Kunst in Zeiten von Corona: Das Krisen-Onlineangebot von Museen und Galerien

Die Oper Stuttgart hat sofort auf Corona und die dadurch verordnete Schließung der Theater reagiert und stellt jede Woche eine ganze Oper per Streaming zur Verfügung, das Sängerehepaar Esther Dierkes und Björn Bürger hat ein kleines Konzert mit beliebten Melodien von Don Giovanni bis My Fair Lady. Im Rahmen der Jungen Oper JOIN stellen Musiker per Video ihre Instrumente vor. Das Ballett präsentiert ebenfalls ganze Werke per Streaming, und für das Schauspiel übernehmen einzelne Schauspieler das Onlineangebot. Aber auch die Kunstinstitute haben ihre Fantasie aktiviert. Hier ein kleiner Überblick über das Geschehen in Württemberg.

Das Kunstmuseum Albstadt müsste eigentlich gar nichts tun, denn wegen Umbaus hätte es auch ohne Corona diesen Sommer geschlossen. Doch es gibt bereits ein Online-Projekt: Die gigantische Sammlung an künstlerischer Graphik (ca. 25.000 Arbeiten) wird sukzessive digital zur Verfügung gestellt. Diese Bemühung wird nun drastisch intensiviert.

https://www.albstadt.de/Aktuelle-Ausstellungen

Nahezu jeden Werktag wird eine Arbeit ins Netz gestellt, versehen mit einer kurzen kunsthistorischen Einführung. So kann man sich regelmäßig einem „Kunstwerk des Tages“ widmen. Man muss nur den Link zu Instagram oder Facebook anklicken, der blau auf der Website hervorgehoben ist.

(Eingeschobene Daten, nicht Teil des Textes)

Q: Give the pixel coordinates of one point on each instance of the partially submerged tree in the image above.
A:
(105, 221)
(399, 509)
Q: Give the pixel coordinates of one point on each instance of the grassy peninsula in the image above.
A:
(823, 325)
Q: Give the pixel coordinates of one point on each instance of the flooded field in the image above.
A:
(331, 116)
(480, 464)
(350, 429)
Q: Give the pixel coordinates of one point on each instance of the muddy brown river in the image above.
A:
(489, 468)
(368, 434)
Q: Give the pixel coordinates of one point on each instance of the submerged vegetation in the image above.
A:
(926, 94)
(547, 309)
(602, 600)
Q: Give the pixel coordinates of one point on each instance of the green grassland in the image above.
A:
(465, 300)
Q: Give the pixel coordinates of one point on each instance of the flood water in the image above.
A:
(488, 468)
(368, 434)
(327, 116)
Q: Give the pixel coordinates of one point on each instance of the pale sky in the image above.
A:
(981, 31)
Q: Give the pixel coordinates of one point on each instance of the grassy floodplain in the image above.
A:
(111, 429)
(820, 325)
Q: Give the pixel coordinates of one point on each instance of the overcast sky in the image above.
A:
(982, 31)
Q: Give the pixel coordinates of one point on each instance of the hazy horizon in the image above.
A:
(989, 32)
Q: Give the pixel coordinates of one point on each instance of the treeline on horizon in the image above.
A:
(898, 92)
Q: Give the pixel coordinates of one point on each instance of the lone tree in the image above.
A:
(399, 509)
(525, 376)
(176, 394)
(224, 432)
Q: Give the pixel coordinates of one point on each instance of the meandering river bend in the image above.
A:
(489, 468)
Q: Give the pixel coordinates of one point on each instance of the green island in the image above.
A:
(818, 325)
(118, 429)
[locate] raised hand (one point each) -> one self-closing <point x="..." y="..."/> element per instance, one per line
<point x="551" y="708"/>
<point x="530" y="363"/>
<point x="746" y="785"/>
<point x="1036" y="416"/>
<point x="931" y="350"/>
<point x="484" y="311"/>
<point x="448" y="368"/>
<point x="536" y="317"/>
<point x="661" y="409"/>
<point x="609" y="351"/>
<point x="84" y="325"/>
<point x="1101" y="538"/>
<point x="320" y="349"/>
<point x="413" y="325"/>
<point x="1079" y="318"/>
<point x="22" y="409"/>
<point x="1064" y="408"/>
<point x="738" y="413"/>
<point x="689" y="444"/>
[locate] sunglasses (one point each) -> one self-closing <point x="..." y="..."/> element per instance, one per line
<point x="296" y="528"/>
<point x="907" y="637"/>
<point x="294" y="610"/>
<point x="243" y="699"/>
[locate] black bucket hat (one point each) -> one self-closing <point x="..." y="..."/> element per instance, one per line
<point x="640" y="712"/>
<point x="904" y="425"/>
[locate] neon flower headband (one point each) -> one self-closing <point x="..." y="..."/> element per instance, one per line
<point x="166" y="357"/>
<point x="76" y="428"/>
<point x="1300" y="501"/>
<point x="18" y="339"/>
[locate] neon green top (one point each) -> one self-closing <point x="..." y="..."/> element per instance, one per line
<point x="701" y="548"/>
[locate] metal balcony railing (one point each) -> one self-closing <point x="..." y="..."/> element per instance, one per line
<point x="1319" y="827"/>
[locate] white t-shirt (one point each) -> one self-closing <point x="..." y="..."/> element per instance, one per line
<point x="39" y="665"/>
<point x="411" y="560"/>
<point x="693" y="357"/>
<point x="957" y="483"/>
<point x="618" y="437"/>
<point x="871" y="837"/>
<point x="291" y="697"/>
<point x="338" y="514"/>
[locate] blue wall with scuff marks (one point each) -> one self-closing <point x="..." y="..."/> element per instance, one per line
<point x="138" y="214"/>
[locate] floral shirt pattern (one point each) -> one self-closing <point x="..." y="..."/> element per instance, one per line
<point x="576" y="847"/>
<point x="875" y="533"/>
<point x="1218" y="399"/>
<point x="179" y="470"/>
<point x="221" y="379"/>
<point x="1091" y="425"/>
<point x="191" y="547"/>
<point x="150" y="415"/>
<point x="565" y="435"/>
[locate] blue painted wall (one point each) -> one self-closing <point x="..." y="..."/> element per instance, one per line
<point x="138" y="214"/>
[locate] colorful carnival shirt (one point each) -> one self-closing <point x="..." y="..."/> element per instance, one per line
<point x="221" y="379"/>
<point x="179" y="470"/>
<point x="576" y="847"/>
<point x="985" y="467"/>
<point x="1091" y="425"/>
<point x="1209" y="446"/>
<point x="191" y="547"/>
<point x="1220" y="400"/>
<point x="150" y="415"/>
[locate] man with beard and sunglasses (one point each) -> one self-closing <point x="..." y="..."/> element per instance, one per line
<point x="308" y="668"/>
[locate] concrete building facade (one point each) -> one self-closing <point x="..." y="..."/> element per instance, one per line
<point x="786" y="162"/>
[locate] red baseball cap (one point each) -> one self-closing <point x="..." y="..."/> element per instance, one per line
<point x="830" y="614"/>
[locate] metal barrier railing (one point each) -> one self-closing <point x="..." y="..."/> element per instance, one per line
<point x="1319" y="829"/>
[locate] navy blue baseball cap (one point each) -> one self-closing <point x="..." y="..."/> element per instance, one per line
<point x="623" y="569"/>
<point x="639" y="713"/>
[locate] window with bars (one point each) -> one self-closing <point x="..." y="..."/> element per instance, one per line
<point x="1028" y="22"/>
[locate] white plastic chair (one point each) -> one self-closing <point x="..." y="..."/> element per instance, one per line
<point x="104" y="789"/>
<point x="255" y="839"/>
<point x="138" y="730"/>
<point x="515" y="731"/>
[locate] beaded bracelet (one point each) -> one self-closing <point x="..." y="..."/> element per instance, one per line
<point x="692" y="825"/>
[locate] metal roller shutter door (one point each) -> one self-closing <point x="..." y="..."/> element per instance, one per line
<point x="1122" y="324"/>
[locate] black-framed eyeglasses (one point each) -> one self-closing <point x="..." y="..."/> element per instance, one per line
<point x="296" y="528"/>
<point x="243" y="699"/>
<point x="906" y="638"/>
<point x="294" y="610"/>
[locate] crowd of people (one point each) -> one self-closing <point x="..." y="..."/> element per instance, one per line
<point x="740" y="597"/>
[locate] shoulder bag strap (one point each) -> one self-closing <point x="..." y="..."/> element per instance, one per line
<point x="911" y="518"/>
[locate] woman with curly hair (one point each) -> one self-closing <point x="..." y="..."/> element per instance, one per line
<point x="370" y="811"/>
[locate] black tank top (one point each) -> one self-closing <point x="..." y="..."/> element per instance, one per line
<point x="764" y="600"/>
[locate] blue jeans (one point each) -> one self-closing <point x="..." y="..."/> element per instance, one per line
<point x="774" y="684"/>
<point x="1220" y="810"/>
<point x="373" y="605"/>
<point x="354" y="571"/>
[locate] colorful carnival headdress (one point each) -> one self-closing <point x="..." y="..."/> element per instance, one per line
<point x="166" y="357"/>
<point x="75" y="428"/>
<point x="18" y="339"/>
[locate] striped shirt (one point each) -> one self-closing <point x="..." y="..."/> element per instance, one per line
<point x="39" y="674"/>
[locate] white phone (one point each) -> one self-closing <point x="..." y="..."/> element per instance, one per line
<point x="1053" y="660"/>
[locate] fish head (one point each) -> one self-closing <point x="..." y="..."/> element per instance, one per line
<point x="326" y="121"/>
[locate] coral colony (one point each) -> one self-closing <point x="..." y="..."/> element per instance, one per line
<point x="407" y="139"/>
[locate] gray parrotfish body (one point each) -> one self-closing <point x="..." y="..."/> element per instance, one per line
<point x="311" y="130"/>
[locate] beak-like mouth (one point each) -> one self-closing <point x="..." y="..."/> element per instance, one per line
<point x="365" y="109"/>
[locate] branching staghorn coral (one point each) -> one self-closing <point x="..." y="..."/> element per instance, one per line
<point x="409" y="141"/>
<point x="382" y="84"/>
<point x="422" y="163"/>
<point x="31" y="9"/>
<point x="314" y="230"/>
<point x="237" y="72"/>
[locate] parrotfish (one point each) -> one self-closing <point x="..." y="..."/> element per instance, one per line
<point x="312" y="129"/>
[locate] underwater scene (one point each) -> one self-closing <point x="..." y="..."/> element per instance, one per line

https://www.albstadt.de/Aktuelle-Ausstellungen

Bei Facebook findet man die Bilder in der Rubrik „Fotos“. Das Werk des Tages am 20.4.: Jeanne Mammens Zeichnung eines arroganten mondänen Paares von 1910.

Eine solche Digitalisierung hat die Staatsgalerie Stuttgart bereits mit einem großen Teil des Bestandes realisiert.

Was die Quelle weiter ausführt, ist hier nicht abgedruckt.